Wealth inequality can increase income inequality over the long term. The wealthy can increase their income from not just high salaries and bonuses, but also from their assets, in the form of rent, dividends, interest, profits, capital gains or royalties. Those with less wealth depend almost exclusively on income from their own labour.
According to the Credit Suisse Global Wealth Databook, the top 1% of Singapore’s wealthiest people hold 29% of the country’s wealth, and the top 10% hold 60%. Wealth inequality in Singapore fell slightly during the Global Financial Crisis in 2008, but since the economic recovery, it been showing an uptrend again.
Of course, complete equality of income and wealth are both unrealistic and undesirable.
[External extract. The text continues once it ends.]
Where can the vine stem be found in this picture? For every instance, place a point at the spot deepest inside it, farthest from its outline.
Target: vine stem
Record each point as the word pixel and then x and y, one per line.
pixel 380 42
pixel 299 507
However, reputable studies have shown that in advanced economies, greater income inequality is associated with diminished social mobility and less equality of opportunity.
Does the Government share my concern about wealth inequality in Singapore, and if so, what are its strategies and plans to narrow this gap?
How are statistics on wealth inequality being tracked by the Government? The Department of Statistics has said it will continue to monitor international developments in the compilation of wealth statistics, and review the feasibility of doing so in Singapore. Does MOF take the same approach, and if so, have there been any developments in compiling wealth statistics?
 See Thomas Piketty, “Capital in the Twenty-First Century.”
 See speech by Janet Yellen (Chair, Board of Governors of the Federal Reserve System), “Perspectives on Inequality and Opportunity from the Survey of Consumer Finances,” 17 October 2014.